One of the nice things about being a surreal gourmet (as opposed to a real gourmet) is that the Universe often provides me with foods that are ready-made works of surreal art. In the vegetable world, purple potatoes, yellow tomatoes and blood oranges all look so unnatural right off the vine that they require little embellishment to qualify as surreal. Sometimes it's the cooking method that makes the dish incongruous. I've poached salmon in a dishwasher, cooked trout on my car engine and ironed a midnight snack. With grilling season upon us, it's the perfect time to début my new favorite trick: Beer Can Chicken.

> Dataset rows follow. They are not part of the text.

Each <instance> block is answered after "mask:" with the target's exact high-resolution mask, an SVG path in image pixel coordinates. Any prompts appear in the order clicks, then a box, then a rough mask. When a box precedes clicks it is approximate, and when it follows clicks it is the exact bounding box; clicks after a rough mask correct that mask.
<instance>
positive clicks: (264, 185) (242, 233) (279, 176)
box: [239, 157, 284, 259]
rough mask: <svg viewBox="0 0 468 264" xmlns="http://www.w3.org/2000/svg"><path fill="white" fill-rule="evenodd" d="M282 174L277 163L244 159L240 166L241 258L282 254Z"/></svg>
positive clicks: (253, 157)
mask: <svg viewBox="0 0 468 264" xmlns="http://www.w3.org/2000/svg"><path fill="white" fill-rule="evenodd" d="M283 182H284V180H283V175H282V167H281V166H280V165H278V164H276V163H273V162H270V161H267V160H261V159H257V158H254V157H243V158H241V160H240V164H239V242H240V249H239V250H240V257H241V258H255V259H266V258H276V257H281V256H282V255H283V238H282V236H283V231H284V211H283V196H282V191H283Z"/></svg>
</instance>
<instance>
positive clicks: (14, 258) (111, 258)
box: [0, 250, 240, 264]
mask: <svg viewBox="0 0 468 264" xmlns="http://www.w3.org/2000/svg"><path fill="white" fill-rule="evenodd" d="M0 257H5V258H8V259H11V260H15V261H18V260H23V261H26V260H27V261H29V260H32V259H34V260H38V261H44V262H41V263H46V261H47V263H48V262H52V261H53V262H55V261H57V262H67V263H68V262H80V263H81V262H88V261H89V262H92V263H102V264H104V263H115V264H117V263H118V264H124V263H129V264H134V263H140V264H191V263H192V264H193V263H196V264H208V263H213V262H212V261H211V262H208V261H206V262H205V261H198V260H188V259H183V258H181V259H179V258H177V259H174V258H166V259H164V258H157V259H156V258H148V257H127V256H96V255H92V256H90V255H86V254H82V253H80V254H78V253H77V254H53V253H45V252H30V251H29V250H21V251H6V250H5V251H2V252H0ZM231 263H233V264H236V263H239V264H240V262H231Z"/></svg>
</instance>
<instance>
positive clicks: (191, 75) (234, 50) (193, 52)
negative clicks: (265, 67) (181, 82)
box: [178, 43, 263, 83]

As soon as the concept was mentioned to me by Elizabeth Karmel, the grilling guru at Weber Grills, I knew it had surreal written all over it. Why even Salvador Dali couldn't have come up with an image more surreal, or shocking than a 4 pound roaster perched upright on a can of Bud, pirouetting over a bed of red hot coals. And the best part is that since you don't need any fancy rotisserie implements, you can afford to go hog wild and buy the whole six pack.


Beer Can Chicken
   
1   1 4-5 pound whole chicken
1   16-ounce (tall boy) can of beer
2   teaspoons salt
1   teaspoon black pepper
3   tablespoons of your favorite dry spice rub
2   tablespoons vegetable oil
     

Prep
     
1 Set up your grill for indirect cooking. On a charcoal grill, this means spreading the coals around the outer edges, but not directly below the food. On a gas grill the outer burners are lit, but not the middle one. Once the grill is covered (which it should always be for indirect grilling) the circulating heat works like a convection oven, so there is no need to turn the food.
2   Remove neck and giblets. Discard. Rinse chicken inside and out; pat dry with paper towels. Rub chicken lightly with oil, then rub inside and out with salt, pepper and dry rub. Set aside.
3   Open beer can and take several gulps (make them big gulps so that the can is half full). Place beer can on a solid surface. Grabbing a chicken leg in each hand, plunk the bird cavity over the beer can. Transfer the bird-on-a-can to your grill and place in the center of the grate, balancing the bird on its two legs and the can like a tripod..
4   Cook chicken over high indirect heat, with the grill cover on for approximately 1 1/4 hours or until the internal temperature registers 165ºF in the breast area and 180ºF in the thigh, or until the thigh juice runs clear when stabbed with a sharp knife. Remove from grill and let rest for 10 minutes before carving.